09 dicembre 2020 13:20

Centro internazionale di ricerca per le convivialità elettriche
Formare… a distanza?
Ledizioni, 212 pagine, 12 euro

Durante il primo lockdown non c’è stato spazio per la discussione: tutto, dappertutto, doveva chiudere. Poi, quando si è cominciato a capire che qualcosa poteva riaprire, sono emerse le prime differenze tra i paesi e le persone: per alcuni le scuole e le università erano una priorità, per altri no. Mentre si cominciava a discutere, i luoghi di formazione subivano una metamorfosi improvvisa e scioccante: ragazzini a cui era stato vietato di accendere il telefonino venivano sollecitati a fare domande via chat, professori abituati a cercare negli occhi degli studenti la conferma dell’efficacia delle loro spiegazioni imparavano a parlare da soli davanti alle finestre nere dei programmi di videoconferenza.
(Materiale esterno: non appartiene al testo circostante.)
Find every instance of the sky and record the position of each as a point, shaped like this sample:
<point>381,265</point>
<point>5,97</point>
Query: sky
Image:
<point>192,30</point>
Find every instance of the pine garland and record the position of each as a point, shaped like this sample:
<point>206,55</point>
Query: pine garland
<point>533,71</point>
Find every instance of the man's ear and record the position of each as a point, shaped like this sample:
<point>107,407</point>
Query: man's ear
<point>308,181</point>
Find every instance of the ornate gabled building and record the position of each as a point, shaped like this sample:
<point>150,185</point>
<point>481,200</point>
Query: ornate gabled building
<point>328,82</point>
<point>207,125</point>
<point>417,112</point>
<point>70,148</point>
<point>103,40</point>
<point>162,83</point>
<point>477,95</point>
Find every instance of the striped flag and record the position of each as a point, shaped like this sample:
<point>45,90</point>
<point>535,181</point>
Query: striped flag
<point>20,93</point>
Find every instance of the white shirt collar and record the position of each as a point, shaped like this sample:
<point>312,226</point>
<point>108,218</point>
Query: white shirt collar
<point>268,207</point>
Tutti complessivamente stavano peggio.

Da questa catastrofe nascono le riflessioni raccolte in questo libro, utili per evitare danni difficilmente reversibili, sopravvivere alla frustrazione, ripensare il modo in cui s’insegna e s’impara. Sulla base di esperienze sul campo gli autori spiegano a ragazzi, genitori e insegnanti come mantenere il contatto e organizzare setting didattici in cui ci si senta più a proprio agio alternativi alle piattaforme già pronte. E smontandole aiutano a capire il funzionamento delle macchine con cui conviviamo, che siano oggetti come i computer o istituzioni come la scuola: prendere coscienza dell’uso che ne facciamo per evitare di essere usati.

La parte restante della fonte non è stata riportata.